Technical information
- Licensing authority: NTC
- Power: 5,000 watts
- ERP: 37,500 watts
- Transmitter coordinates: 9°17′51″N 123°18′09″E﻿ / ﻿9.297515°N 123.302638°E

Links
- Website: http://www.energyfm.ph/

= DYMD-FM =

Radio station in Dumaguete City, Philippines

DYMD (93.7 FM), broadcasting as 93.7 Energy FM, is a radio station owned and operated by Ultrasonic Broadcasting System. The station's studio and transmitter are located at Robinsons Dumaguete, Brgy Calindagan, Dumaguete.

==History==
The station began operations in January 2013 as a propaganda station promoting the Liberal Party as part of their campaign for the 2013 election, primarily promoting gubernatorial candidate Josy Limkaichong. The station used most of the airtime to promote local Liberal Party candidates.

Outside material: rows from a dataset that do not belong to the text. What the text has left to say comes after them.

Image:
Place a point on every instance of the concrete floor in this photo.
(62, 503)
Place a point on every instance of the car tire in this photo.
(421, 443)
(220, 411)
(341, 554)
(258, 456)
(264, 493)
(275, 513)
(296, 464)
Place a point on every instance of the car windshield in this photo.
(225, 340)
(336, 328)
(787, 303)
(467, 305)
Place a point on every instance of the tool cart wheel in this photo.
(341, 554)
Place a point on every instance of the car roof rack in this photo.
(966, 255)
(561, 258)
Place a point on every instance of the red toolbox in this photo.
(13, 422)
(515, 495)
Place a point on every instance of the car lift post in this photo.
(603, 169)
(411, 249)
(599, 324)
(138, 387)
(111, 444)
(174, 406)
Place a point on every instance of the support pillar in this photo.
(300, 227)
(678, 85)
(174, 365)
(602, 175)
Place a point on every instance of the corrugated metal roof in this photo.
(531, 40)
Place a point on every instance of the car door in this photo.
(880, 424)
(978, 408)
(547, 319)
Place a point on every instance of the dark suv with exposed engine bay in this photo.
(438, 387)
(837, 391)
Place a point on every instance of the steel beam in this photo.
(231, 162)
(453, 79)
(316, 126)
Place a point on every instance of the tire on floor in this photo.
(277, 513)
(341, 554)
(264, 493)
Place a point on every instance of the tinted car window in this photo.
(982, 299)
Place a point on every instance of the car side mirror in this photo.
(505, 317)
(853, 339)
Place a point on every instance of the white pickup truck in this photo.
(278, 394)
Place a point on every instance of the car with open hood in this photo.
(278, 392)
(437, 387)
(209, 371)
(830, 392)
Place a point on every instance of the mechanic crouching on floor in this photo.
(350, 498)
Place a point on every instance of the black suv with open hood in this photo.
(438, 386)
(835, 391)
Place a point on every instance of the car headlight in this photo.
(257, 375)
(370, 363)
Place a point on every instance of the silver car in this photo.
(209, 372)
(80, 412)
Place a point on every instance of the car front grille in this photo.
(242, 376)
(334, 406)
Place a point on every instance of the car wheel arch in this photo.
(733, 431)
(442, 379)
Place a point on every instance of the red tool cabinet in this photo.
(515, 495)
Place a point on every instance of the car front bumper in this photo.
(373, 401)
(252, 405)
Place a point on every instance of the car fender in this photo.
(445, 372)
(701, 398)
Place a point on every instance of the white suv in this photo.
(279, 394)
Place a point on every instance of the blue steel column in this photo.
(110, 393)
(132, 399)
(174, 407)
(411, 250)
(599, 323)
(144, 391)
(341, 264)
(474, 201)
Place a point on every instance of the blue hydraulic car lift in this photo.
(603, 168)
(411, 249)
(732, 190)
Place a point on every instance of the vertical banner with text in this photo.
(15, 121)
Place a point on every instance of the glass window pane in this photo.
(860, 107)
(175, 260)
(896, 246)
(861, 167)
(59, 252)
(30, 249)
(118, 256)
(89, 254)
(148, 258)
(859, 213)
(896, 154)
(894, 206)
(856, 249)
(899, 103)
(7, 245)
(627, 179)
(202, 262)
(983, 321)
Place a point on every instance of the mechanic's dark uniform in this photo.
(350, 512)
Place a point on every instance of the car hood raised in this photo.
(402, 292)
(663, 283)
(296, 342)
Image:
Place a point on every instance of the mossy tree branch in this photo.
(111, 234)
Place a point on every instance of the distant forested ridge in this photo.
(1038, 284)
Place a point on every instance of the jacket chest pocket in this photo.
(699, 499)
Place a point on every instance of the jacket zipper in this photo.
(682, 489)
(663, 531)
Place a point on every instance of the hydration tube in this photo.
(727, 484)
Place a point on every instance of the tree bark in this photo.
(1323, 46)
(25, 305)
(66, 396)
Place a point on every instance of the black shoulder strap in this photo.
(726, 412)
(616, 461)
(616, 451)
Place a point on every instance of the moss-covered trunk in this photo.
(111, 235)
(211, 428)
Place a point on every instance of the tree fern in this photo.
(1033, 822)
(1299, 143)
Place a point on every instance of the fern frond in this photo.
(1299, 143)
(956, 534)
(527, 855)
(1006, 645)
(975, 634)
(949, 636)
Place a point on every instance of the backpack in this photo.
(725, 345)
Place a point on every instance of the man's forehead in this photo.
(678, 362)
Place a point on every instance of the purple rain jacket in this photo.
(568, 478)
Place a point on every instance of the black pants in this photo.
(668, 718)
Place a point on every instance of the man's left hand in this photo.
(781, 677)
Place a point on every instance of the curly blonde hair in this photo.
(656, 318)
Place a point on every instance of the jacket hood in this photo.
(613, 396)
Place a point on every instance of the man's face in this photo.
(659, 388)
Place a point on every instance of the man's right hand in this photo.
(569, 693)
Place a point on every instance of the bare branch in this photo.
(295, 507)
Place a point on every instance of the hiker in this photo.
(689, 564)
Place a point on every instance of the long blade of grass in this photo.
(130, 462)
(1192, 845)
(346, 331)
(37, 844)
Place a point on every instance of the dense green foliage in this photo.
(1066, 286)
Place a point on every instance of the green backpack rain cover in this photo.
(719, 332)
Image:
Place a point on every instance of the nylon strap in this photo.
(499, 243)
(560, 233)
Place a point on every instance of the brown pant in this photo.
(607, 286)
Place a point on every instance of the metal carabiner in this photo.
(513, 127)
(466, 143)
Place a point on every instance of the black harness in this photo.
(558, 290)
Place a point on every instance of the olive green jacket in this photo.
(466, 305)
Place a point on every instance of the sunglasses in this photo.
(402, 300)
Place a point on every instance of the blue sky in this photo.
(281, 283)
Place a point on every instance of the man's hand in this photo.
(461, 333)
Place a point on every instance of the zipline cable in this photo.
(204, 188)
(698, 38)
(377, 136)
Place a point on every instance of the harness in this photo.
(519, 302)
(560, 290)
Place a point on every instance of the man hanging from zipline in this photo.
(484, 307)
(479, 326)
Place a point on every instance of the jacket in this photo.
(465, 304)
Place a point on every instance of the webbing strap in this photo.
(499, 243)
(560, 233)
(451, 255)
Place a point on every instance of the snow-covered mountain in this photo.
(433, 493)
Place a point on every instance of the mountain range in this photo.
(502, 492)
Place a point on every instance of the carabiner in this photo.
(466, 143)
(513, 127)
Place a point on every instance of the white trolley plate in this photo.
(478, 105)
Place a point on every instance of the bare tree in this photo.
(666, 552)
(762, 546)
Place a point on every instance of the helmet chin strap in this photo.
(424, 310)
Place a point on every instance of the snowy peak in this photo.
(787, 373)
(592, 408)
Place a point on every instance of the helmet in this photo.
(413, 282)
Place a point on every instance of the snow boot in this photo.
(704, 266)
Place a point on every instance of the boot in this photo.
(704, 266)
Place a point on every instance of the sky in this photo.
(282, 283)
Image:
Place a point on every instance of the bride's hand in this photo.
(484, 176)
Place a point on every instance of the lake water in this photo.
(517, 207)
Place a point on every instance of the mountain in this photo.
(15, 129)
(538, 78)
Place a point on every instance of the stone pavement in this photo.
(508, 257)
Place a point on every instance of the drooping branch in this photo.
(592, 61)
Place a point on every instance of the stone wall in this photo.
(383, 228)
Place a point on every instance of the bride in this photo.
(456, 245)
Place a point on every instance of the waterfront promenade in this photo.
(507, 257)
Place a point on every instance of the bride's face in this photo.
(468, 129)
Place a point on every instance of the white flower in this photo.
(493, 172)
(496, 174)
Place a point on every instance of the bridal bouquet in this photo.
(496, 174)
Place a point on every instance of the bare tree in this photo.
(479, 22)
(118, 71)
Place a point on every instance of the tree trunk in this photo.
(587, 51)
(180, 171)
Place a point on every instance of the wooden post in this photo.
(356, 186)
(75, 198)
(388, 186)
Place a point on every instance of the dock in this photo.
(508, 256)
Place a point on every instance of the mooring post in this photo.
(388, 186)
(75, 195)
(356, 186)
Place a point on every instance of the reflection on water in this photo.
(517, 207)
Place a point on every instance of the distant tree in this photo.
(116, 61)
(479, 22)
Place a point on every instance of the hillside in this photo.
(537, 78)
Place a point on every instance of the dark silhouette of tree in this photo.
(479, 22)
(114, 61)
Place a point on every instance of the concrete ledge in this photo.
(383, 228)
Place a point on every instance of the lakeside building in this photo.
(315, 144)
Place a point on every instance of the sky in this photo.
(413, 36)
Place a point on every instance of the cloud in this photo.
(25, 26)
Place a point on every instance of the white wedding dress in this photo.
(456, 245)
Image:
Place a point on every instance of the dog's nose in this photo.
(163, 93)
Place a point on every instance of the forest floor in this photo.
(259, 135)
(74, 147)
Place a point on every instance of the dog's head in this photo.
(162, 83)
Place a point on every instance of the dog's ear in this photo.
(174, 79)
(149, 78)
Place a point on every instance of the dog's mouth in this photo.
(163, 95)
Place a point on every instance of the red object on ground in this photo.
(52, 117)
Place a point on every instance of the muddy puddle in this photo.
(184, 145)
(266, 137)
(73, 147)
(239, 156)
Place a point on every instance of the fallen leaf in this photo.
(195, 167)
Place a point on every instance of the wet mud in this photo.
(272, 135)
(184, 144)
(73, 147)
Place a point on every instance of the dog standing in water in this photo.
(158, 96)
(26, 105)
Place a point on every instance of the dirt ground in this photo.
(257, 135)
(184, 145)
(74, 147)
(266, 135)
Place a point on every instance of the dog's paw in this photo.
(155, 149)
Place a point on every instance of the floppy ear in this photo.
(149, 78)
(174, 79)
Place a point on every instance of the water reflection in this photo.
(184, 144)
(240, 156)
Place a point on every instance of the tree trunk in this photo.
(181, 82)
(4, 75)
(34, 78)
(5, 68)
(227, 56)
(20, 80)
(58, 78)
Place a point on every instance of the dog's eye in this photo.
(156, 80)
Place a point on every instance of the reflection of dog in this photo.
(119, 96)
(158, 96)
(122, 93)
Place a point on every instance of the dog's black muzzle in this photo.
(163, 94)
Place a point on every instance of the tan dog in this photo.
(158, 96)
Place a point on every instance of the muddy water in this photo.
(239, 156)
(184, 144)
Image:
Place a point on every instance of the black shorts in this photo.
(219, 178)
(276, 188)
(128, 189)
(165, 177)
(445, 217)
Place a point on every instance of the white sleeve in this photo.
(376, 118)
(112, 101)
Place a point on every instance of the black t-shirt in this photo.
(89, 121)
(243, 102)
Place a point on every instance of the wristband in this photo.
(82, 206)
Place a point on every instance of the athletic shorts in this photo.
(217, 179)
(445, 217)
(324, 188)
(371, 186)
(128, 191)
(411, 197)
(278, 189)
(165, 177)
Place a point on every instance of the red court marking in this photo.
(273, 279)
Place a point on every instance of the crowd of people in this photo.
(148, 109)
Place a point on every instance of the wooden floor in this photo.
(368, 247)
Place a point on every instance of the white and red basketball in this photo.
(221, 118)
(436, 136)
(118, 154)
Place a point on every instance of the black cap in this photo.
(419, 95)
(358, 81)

However, despite the station being launched, an opinion piece written for The Negros Chronicle stated that the new station did not have any permits from the city government and had rushed a license to operate permit from the National Telecommunications Commission before the campaigning period began. At that time, the Energy FM brand was on 96.7, which at that time was branded as Star Energy FM.

In October 2013, DYMD was acquired by Ultrasonic Broadcasting System and relaunched as Energy FM. A month later, DYEM, which bore the said branding was rebranded as Bai Radio.